Amsterdam, The Netherlands, became the first major capital city to ban public advertisements of meat, oil, and gas products in the name of fighting climate change. 

In January, the city council voted 27-17 in support of a legally-binding prohibition on ads in public spaces featuring burgers, steak, airlines, gas-powered cars, and other so-called “high-carbon” products. This went into effect on May 1st, 2026, but exempts private stores, newspapers, and digital media. 

Supporters of the measure argue that this ban will help the city reach its goal of carbon neutrality by 2050. Furthermore, the Dutch capital city wants its residents to increase their intake of plant-based products to 60% by 2030.

The law to ban “advertising that contributes to the climate crisis” was first organized by the Dutch GreenLeft and the Party for the Animals parties in April 2024. The party for the Animals is a political party “that does not put the short-term interests of man in the pivotal position” and believes in so-called animal liberation. The party also opposes hunting, coal plants, nuclear energy, and farming, but supports fighting climate change and “regulation when necessary, freedom of choice where possible.”

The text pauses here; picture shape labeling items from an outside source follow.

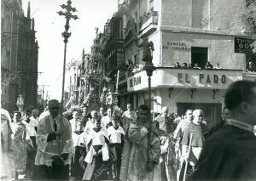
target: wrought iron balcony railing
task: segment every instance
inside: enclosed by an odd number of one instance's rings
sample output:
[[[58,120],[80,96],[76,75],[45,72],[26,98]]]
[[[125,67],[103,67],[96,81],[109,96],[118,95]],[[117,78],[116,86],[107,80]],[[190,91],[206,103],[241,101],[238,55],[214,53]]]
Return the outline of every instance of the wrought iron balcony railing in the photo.
[[[158,25],[158,12],[148,11],[139,19],[139,30],[142,31],[149,25]]]

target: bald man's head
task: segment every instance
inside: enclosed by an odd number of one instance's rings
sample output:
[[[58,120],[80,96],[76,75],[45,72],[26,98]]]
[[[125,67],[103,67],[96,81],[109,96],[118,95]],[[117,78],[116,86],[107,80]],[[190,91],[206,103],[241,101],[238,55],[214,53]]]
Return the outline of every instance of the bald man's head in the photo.
[[[162,108],[162,115],[166,116],[168,115],[169,109],[167,107],[163,107]]]
[[[60,113],[60,108],[61,108],[61,105],[58,100],[56,99],[49,100],[48,103],[48,107],[49,107],[49,114],[52,117],[55,118],[58,116]]]
[[[204,112],[201,110],[195,110],[193,111],[193,122],[199,124],[202,122],[204,117]]]

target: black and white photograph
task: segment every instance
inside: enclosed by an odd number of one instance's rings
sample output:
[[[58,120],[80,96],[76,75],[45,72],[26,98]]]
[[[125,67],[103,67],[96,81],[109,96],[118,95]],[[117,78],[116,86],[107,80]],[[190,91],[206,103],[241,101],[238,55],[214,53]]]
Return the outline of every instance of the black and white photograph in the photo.
[[[256,181],[256,0],[1,0],[1,181]]]

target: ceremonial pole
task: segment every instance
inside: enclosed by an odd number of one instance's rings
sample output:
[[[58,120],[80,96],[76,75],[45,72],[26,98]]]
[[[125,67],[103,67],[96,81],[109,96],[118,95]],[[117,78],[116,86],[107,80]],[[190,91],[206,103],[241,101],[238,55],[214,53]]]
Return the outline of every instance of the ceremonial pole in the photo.
[[[69,20],[71,19],[77,20],[79,17],[77,15],[73,15],[72,12],[76,12],[77,9],[71,6],[72,2],[68,0],[67,2],[67,5],[62,4],[61,5],[61,8],[65,9],[66,12],[59,11],[57,12],[59,15],[63,15],[66,18],[66,25],[65,25],[65,31],[62,32],[62,37],[64,37],[64,62],[63,62],[63,77],[62,77],[62,92],[61,92],[61,118],[62,118],[62,112],[64,110],[64,87],[65,87],[65,74],[66,74],[66,54],[67,54],[67,43],[68,42],[68,38],[71,36],[71,32],[68,32],[69,29]]]

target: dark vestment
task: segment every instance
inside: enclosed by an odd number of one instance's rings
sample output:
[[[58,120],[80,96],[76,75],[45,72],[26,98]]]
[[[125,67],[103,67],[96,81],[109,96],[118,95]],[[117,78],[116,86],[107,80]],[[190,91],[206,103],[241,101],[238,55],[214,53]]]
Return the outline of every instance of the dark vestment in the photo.
[[[82,124],[83,124],[84,127],[85,127],[86,122],[88,122],[88,120],[91,119],[91,118],[92,118],[92,116],[90,114],[87,114],[87,115],[82,116]]]
[[[193,180],[255,180],[256,137],[224,124],[207,139]]]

“If you spend lots of tax money and have lots of policies trying to manage climate change in Amsterdam, why would you rent out your public walls to exactly the opposite?” said Anneke Veenhoff, a GreenLeft party city councillor. 

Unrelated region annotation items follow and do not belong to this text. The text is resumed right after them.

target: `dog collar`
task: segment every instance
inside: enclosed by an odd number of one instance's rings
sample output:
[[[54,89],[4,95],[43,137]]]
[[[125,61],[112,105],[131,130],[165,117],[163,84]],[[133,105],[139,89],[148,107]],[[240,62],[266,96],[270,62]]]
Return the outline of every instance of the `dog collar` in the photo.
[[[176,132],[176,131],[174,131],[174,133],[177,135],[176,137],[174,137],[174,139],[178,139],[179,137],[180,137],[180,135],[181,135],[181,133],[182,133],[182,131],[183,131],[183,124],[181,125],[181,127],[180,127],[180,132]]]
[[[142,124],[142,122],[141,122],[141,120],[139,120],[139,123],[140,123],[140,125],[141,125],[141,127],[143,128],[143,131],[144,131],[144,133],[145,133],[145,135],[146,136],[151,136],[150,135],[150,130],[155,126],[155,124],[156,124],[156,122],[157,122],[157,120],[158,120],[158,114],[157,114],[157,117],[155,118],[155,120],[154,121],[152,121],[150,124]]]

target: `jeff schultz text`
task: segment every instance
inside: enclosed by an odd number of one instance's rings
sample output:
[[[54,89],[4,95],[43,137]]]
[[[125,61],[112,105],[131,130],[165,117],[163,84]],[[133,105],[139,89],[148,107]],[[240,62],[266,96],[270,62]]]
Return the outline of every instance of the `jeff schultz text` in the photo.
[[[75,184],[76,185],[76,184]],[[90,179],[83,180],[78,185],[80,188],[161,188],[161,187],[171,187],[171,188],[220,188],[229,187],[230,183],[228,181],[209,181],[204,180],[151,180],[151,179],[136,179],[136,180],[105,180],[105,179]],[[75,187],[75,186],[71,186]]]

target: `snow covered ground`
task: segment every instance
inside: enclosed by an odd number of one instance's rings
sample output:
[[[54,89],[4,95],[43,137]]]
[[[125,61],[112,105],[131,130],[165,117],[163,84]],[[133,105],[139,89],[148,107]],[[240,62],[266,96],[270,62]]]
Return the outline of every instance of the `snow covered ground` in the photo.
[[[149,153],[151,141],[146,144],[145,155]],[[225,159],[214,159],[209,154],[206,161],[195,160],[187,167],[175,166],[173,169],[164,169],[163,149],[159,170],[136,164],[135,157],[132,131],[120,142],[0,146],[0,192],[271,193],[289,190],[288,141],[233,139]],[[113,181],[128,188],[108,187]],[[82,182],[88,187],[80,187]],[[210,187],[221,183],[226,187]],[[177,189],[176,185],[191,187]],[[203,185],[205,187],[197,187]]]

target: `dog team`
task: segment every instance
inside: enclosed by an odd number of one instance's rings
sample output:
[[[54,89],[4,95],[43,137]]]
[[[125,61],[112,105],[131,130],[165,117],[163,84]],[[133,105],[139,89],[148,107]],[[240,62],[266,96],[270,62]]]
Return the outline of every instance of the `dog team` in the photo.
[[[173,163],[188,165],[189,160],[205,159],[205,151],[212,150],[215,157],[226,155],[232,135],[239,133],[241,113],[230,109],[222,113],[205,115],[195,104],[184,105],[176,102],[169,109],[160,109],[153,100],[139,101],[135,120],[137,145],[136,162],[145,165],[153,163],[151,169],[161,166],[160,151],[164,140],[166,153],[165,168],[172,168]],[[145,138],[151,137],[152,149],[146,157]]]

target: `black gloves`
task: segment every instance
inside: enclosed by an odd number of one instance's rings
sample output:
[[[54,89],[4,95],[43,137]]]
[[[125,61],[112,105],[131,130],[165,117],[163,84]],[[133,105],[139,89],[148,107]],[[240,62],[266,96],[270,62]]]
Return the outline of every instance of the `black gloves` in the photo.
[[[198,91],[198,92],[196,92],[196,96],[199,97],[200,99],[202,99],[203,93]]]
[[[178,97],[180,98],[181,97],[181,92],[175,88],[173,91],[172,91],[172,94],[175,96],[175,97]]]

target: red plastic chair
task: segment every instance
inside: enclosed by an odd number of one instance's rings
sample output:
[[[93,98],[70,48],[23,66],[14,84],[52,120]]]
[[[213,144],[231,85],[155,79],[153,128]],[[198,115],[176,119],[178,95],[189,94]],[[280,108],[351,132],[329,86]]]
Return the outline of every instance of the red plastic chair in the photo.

Amsterdam, however, isn’t the first city to ban public advertisements in this manner. Nearby Haarlem became the first-ever city to ban meat ads in September 2022 under the guise of reducing meat consumption and greenhouse gas emissions. In August 2022, France became the first nation to forbid ads promoting the petroleum and diesel industries under its 2021 Climate and Resilience Law. Spain is expected to join France in banning similar ads. 

According to a group called World Without Fossil Ads, a major backer of this campaign, more than 50 cities around the world are moving to ban public ads featuring coal, oil, gas products, and derivatives. 

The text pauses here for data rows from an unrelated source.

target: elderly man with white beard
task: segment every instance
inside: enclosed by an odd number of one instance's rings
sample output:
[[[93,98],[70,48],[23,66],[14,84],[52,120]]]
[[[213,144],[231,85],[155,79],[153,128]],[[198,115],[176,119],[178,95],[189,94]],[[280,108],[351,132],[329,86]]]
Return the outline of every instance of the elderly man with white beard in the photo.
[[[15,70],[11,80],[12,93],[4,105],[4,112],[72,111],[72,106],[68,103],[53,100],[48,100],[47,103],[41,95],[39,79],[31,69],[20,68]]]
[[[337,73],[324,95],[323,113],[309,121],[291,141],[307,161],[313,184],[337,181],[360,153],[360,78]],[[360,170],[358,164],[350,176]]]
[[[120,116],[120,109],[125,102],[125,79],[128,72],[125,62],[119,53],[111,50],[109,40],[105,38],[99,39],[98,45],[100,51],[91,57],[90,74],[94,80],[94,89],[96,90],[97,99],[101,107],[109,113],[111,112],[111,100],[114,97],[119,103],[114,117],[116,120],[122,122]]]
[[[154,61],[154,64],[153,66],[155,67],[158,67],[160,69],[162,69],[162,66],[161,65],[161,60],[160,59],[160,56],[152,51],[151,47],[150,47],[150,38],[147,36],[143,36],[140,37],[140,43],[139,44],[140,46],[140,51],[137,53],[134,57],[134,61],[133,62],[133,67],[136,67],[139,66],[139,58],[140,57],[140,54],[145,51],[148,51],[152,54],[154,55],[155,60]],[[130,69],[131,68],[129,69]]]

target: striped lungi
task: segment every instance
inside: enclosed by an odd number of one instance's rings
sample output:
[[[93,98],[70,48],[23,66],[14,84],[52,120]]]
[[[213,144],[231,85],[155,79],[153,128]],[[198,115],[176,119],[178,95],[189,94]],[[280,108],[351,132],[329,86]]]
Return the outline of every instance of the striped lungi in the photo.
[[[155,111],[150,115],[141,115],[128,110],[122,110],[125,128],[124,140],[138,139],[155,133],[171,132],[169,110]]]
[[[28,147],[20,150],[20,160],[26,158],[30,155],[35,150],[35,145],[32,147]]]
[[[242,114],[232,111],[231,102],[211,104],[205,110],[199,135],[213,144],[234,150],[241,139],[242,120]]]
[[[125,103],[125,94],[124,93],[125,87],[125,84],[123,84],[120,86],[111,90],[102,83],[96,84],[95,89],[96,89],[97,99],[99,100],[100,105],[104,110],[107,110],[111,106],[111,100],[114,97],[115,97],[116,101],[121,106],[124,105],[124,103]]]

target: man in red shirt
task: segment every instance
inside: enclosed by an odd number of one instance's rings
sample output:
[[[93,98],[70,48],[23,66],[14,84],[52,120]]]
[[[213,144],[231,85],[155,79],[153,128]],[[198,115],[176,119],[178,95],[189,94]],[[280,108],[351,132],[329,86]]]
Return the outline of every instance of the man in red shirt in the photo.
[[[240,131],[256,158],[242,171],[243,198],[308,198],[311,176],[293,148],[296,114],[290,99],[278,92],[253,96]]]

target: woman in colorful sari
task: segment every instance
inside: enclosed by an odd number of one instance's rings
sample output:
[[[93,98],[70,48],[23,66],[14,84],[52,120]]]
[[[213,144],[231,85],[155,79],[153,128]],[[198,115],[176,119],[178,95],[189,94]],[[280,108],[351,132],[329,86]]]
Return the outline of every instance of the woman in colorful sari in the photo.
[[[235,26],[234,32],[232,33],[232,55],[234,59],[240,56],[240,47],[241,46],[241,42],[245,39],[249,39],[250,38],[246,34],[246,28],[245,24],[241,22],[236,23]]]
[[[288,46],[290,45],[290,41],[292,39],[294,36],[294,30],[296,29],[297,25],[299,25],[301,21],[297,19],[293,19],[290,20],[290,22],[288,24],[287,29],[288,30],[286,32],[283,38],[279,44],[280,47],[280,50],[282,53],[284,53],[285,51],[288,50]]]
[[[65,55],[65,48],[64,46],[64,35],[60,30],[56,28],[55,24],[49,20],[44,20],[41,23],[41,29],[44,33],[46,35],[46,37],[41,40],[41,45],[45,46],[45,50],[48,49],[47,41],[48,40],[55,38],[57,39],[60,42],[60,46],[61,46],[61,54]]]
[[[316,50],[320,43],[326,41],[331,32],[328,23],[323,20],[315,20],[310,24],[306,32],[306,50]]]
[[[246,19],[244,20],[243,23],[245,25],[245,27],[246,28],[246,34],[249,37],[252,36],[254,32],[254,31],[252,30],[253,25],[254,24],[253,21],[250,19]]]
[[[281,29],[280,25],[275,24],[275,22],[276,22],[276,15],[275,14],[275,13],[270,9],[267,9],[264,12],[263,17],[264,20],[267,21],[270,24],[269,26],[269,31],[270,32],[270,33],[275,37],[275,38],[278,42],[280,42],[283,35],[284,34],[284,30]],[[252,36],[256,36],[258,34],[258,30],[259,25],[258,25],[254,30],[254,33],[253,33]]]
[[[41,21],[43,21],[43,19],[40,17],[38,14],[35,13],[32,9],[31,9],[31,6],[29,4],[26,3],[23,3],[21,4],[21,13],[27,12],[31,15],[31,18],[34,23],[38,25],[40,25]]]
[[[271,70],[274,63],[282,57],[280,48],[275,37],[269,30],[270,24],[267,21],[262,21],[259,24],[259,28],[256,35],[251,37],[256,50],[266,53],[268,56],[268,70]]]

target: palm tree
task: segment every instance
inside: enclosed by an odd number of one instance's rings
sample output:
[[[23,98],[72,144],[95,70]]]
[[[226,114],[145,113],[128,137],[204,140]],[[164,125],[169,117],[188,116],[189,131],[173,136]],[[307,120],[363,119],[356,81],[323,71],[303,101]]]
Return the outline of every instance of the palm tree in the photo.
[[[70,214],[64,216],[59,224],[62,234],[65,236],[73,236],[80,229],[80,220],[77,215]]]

The first major call to ban fossil fuel advertisements came in a June 2024 speech delivered by United Nations Secretary-General António Guterres. He accused fossil fuel companies of being “godfathers of climate chaos,” deliberately harming human health. 

“Many governments restrict or prohibit advertising for products that harm human health, like tobacco,” Guterres said. “I urge every country to ban advertising from fossil-fuel companies. And I urge news media and tech companies to stop taking fossil-fuel advertising.”

BBC News reports, however, that Amsterdam’s new aggressive climate policy will have a limited impact on meat and fossil fuel consumption. Meat ads accounted for just 0.1% of ad spend in the Dutch capital city, while fossil fuel-related products comprised 4%. 

With net-zero climate policies facing more opposition worldwide, activists are resorting to last-ditch efforts like this to change behaviors. This is a solution in search of a problem that infringes on consumer choice without contributing any positive benefit to the environment.